One of the big fallacies that people currently have is “well, even if people undo your work, at least you can see it.” It’s not true. People will go to the history of an article that’s disputed, and they will find that that history’s actually been utterly and completely purged from Wikipedia. The history is gone.
This may (still looking into it) this may be a violation of the GFDL that Wikipedia works under, where you are taking somebody’s work and just completely deleting it from view without … after they’ve submitted it, and you’ve made the change. That’s just easy. That’s an easy attack.
The more pressing thing is the fact that you have a situation where there is now an organisation working within Wikipedia, a smaller one, the administrators, the actual people, who previously should have made more firm rules finding themselves instead having to make in-the-dark, non-transparent rules…
Thanks,
James
July 21st, 2009 at 10:02 PM
James,
I feel you got my point wrong. I am not believing in celebrity status of anyone in a web 2.0 space. I evaluated it as FUD, based on Its Content. your quote says “WP:NOT, which means Wikipedia is not an encyclopedia, Wikipedia is not this,” . It is a false statement. That can be only point out by linking the Wikipedia page. Same with Other quotes.In a hyper linked world false/out of context quotes can be easily easily countered by pointing the URL related to that. I hope you are not upset about that.
2 things are important here. One is looking at wikipedia as community process of building an on-line encyclopaedia & analysing its community practices.

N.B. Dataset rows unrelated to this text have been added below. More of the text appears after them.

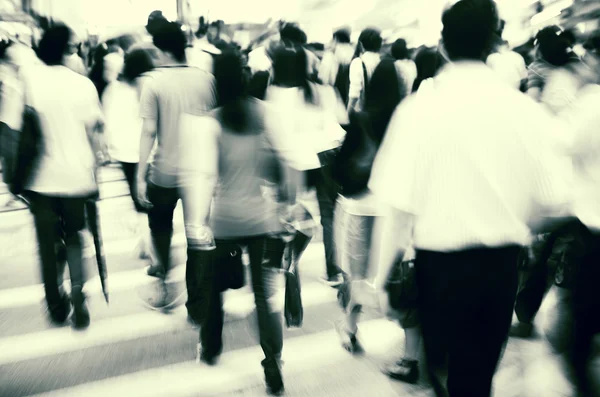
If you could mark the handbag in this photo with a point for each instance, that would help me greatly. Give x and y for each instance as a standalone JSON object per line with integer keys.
{"x": 231, "y": 273}
{"x": 22, "y": 150}
{"x": 402, "y": 285}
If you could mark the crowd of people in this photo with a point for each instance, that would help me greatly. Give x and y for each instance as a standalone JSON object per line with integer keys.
{"x": 475, "y": 166}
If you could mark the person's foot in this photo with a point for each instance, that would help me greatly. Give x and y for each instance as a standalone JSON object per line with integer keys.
{"x": 273, "y": 378}
{"x": 404, "y": 371}
{"x": 162, "y": 296}
{"x": 349, "y": 341}
{"x": 155, "y": 271}
{"x": 59, "y": 313}
{"x": 334, "y": 281}
{"x": 81, "y": 315}
{"x": 521, "y": 330}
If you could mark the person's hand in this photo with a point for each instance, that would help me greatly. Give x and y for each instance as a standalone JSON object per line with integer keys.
{"x": 142, "y": 193}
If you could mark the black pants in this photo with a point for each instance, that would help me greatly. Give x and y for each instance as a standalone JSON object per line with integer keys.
{"x": 160, "y": 217}
{"x": 58, "y": 218}
{"x": 536, "y": 279}
{"x": 465, "y": 305}
{"x": 265, "y": 261}
{"x": 327, "y": 191}
{"x": 584, "y": 312}
{"x": 130, "y": 171}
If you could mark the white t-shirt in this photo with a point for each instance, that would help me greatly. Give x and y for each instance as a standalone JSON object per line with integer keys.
{"x": 66, "y": 102}
{"x": 475, "y": 161}
{"x": 510, "y": 66}
{"x": 123, "y": 122}
{"x": 301, "y": 131}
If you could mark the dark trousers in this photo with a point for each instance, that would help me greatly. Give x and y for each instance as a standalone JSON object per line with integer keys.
{"x": 265, "y": 262}
{"x": 327, "y": 191}
{"x": 58, "y": 218}
{"x": 535, "y": 280}
{"x": 465, "y": 306}
{"x": 160, "y": 218}
{"x": 130, "y": 171}
{"x": 584, "y": 311}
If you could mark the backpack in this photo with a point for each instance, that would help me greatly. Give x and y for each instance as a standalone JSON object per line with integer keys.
{"x": 342, "y": 82}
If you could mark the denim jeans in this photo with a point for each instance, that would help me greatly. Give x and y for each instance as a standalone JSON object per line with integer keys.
{"x": 160, "y": 218}
{"x": 265, "y": 263}
{"x": 58, "y": 218}
{"x": 327, "y": 190}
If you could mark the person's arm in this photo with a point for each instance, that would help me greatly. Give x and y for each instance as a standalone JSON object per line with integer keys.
{"x": 149, "y": 113}
{"x": 356, "y": 83}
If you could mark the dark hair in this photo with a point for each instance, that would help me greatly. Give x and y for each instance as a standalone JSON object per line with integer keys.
{"x": 156, "y": 20}
{"x": 170, "y": 38}
{"x": 232, "y": 89}
{"x": 371, "y": 40}
{"x": 54, "y": 44}
{"x": 554, "y": 45}
{"x": 292, "y": 33}
{"x": 342, "y": 36}
{"x": 399, "y": 49}
{"x": 137, "y": 62}
{"x": 384, "y": 92}
{"x": 428, "y": 61}
{"x": 290, "y": 69}
{"x": 470, "y": 29}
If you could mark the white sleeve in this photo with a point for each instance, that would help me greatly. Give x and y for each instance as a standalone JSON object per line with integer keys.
{"x": 356, "y": 78}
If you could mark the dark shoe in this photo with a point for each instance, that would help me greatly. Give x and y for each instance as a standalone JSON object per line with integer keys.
{"x": 334, "y": 281}
{"x": 521, "y": 330}
{"x": 155, "y": 271}
{"x": 59, "y": 313}
{"x": 404, "y": 370}
{"x": 349, "y": 341}
{"x": 273, "y": 377}
{"x": 81, "y": 315}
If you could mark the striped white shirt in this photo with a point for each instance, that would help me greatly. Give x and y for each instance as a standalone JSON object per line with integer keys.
{"x": 473, "y": 159}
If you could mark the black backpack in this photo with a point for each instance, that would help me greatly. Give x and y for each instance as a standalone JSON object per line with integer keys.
{"x": 342, "y": 82}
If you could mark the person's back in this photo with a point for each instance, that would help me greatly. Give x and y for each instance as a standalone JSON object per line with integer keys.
{"x": 247, "y": 164}
{"x": 482, "y": 141}
{"x": 65, "y": 102}
{"x": 169, "y": 92}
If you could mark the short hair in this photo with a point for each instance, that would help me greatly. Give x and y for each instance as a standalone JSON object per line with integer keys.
{"x": 554, "y": 45}
{"x": 137, "y": 62}
{"x": 54, "y": 44}
{"x": 342, "y": 36}
{"x": 399, "y": 49}
{"x": 170, "y": 38}
{"x": 292, "y": 33}
{"x": 371, "y": 40}
{"x": 470, "y": 29}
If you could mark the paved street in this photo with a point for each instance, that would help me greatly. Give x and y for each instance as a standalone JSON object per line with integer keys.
{"x": 130, "y": 351}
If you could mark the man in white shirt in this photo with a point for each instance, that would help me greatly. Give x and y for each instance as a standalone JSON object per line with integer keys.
{"x": 64, "y": 176}
{"x": 467, "y": 185}
{"x": 362, "y": 67}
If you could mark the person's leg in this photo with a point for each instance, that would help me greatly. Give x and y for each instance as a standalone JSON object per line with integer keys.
{"x": 585, "y": 326}
{"x": 326, "y": 196}
{"x": 265, "y": 263}
{"x": 534, "y": 286}
{"x": 160, "y": 217}
{"x": 47, "y": 227}
{"x": 211, "y": 315}
{"x": 72, "y": 211}
{"x": 486, "y": 300}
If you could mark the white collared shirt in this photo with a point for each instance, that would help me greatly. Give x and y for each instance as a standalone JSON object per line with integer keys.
{"x": 474, "y": 160}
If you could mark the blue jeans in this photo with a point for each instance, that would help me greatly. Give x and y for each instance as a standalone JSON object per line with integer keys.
{"x": 265, "y": 263}
{"x": 58, "y": 218}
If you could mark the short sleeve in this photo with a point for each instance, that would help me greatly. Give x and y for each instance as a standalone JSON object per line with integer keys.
{"x": 149, "y": 100}
{"x": 90, "y": 108}
{"x": 394, "y": 173}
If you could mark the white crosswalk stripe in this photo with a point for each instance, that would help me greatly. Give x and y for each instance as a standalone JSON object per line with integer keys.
{"x": 239, "y": 368}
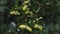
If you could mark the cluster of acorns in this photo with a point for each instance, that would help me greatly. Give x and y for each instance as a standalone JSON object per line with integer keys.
{"x": 36, "y": 26}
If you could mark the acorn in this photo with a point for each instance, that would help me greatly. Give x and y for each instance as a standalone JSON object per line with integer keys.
{"x": 26, "y": 2}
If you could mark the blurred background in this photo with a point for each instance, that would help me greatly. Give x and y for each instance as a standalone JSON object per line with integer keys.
{"x": 47, "y": 13}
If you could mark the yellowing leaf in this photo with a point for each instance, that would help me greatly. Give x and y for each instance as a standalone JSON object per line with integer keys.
{"x": 36, "y": 25}
{"x": 26, "y": 12}
{"x": 28, "y": 28}
{"x": 26, "y": 1}
{"x": 14, "y": 13}
{"x": 25, "y": 7}
{"x": 22, "y": 26}
{"x": 40, "y": 27}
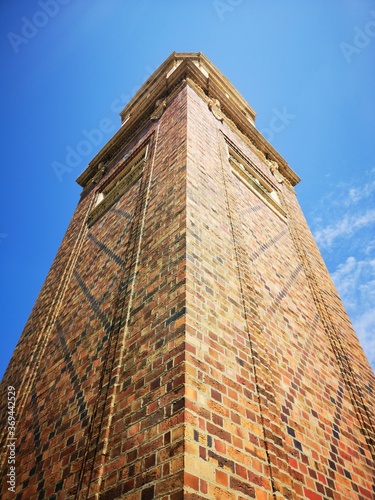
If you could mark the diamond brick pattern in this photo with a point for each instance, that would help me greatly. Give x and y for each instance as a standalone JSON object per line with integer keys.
{"x": 189, "y": 343}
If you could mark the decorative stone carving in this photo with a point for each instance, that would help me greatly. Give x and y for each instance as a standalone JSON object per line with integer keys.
{"x": 215, "y": 108}
{"x": 160, "y": 106}
{"x": 274, "y": 167}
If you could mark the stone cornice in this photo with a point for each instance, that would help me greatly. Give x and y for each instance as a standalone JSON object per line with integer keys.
{"x": 224, "y": 101}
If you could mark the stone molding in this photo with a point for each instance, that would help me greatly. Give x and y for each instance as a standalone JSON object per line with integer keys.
{"x": 225, "y": 102}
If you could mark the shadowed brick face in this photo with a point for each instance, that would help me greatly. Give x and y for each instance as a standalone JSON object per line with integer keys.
{"x": 190, "y": 343}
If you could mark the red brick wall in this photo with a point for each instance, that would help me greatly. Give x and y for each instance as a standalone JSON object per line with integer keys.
{"x": 103, "y": 396}
{"x": 270, "y": 407}
{"x": 190, "y": 343}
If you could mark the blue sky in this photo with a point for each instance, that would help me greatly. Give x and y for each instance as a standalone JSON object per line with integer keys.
{"x": 69, "y": 66}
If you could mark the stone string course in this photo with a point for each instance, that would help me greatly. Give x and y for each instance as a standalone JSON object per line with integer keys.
{"x": 179, "y": 348}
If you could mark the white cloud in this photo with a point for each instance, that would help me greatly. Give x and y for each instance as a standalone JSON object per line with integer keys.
{"x": 364, "y": 326}
{"x": 345, "y": 227}
{"x": 355, "y": 282}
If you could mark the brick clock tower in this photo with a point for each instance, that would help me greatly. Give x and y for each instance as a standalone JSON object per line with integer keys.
{"x": 188, "y": 342}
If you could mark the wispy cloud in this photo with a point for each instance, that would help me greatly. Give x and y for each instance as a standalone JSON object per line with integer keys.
{"x": 345, "y": 227}
{"x": 355, "y": 282}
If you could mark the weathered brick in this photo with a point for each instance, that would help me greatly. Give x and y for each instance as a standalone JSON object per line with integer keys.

second is looking at the role of Online hegemonic groups in knowledge creation. These groups are also present in wikipedia community . But they have to follow the rules/guidelines set by Wikipedia
Your article looks at impacts of second and ignores the importance of first. We need to select an approach like “Womenising Wikipedia” because change is only possible through continuous involving (As you can see on Talk:Nair page , i restored removal of the edit and warned that user) You can see a Better strategies and tactics of Fundamentalists at Talk:binayaksen page , we were fighting with them last 2 years to keep that page distorted by right wing fundamentalists.
If you are considering Wikipedia as a Gatekeeper like Google , we are limiting our space. Encyclopaedias are not only for research purpose.
August 20th, 2009 at 12:20 PM
For some time i have noticed that the advertisements which come in my gmail inbox are related to the content of my mails. Its not just at the subject line level, its as if somebody is reading my emails and trying to make sense of what it is about and then placing the advertisements (may be i am paranoid!!).
December 24th, 2010 at 11:44 AM
Is Wikipedia, fast occupying the space of the big other and is it determining our symbolic day-to-day existence? I will provide some leads through which one can even begin to analyse this phenomenon.In Enjoy Your Symptom:Lacan in Hollywood and out, Zizek demonstrate how cynical reason blinds the vision that we are living a lie. The enemy today in contrast to what media desperately trying to convince us is not the fundementalist but the cynic.In theory( in the academic practice of writing) deconstruct or analytically critique as much as you will and whatever you will, but in everyday life , play the predominant social game and enjoy the same symptom.In other words,one can project one’s own fascist arrogance and vehement persuasion over Wikipedia and use it in everyday life.So my question is very simple.What will happen when everyone is uploaded to the virutality of the virtual real, where mask is not understood as truth but mask. Real as virtual, virtual as real.